O fato é que não temos nostalgia do poder. O poder não tem época e não sugere como mudar o mundo, só como mantê-lo como está. Portanto, toda nostalgia está ligada aos losers do passado. É claro que esses losers até podem se tornar os poderosos em algum ponto de sua história, mas quando isso acontece eles se tornam vítimas do seu próprio poder, alvos da nossa vergonha ou indivíduos dignos de pena. Não há revolucionário cuja reputação sobreviva ao poder. Certo, Dilma?
Bom, se sonhamos com os fracassados e os encaramos como os heróis cujo modelo devemos seguir quando pensamos em mudar o mundo, não podemos estar sonhando com a vitória de nossas revoluções, mas apenas com a intenção de fazê-las. Sério! Vê só: o povo ainda curte o Trotsky, mas não liga para Stalin e companhia que mataram tantos para manter o tal “sonho” vivo. Você sabe, não há nada mais bonito que lutar por um sonho que não iremos atingir.

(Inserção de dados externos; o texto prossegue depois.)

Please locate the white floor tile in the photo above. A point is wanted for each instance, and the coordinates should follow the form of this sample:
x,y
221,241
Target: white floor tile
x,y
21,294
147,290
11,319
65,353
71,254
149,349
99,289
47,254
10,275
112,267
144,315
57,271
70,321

Acho que é nesse ponto que o filme ganha a sua força e consegue nos emocionar. Como bom existencialista sob interminável terapia, Woody Allen simplesmente aceitou que o esforço pela mudança e o esmero quase artesanal com a identidade que críamos para nós mesmos são mais importantes do que quaisquer ambições ou destinos magníficos onde “queremos” chegar. O remédio para o absurdo da vida e para a falta de sentido, doenças crônicas da existência, é simplesmente a imaginação. E para a alimentar temos à nossa disposição toda uma gama de grandes obras e personalidades. Assim usamos o passado para nos inspirar e tomarmos as rédeas de nossas vidas, buscando sermos o mais felizes que pudermos ser. As nossas vidas se tornam, então, simples trajetos. Sem sentido, linhas de chegada ou mesmo pódiums. Apenas um caminho, sem propósito, sem certezas, mas muito divertido.
Pensando bem, não deveria me preocupar tanto. Frente a tantos filmes cheios de explosões, mortes e frases feitas, que só servem como máquinas de fazer dinheiro, Meia Noite em Paris, seja ele mal entendido pelo público ou não, é um sopro de vida num cinema cada vez menos imaginativo. Esperemos que não seja o último suspiro.
muito bom!
Ótimo, cara!
Realmente fantástico e inspirador.
Parabéns pela resenha e pelo pensamento desenvolvido.